NT sub-ISP setup - reformulating

Clara Hatem ( clara@inco.com.lb )
Mon, 08 Dec 1997 23:01:39 +0200

Hello everyone,

And thanks for your previous answers. Mitch, my question was not how to
configure the cisco router (this is something I can manage to do, and
have done quite often. serial IP on my subnet, ethernet IP on his ,
default route to my router serial port IP, and that's it !)
but then may be I didn't make myself clear. So,
my question actually is:
1- How to configure the NT server (and the clients dialing in to it), in
order to have all the incoming connections on NT server com ports,
routed to the server ethernet (and from there to the cisco 1005 router
which provides the Internet connection to our services) ?? I have
planned to enable IP forwarding, and specify the router ethernet address
as TCP/IP gateway for the NT server. Is this the proper way to do it ?
2- Do I have to assign IPs for the LAN (PCs, NT ethernet, router
ethernet) in another subnet than the subnet used by the RRAS server
(pool)?? . I believe I read a previous thread on this list , where you
were discussing if NT would route between addresses from the same
subnet. But I never new the answer .......

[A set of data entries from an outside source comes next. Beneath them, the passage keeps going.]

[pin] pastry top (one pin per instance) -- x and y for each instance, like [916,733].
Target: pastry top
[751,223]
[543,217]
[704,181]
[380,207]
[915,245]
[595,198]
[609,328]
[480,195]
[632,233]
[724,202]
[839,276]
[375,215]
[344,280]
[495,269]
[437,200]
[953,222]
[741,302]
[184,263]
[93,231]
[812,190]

I mean can the address assigned to the NT NIC be in the same subnet as
the RRAS pool ???? Or do I have to assign two different subnets (one
for LAN NICs including server and cisco router ethernets, the other for
RRAS pool) ???? Donald: your answer, talking about a class C (or at
least a 32 IP addresses subnet), gave me the impression that a single
subnet is possible.
and in both cases (same subnet, or different ones), what IP should be
stated as the TCP/IP gateway on the client stations dialing in to NT RAS
?

I hope my questions are clearer this time.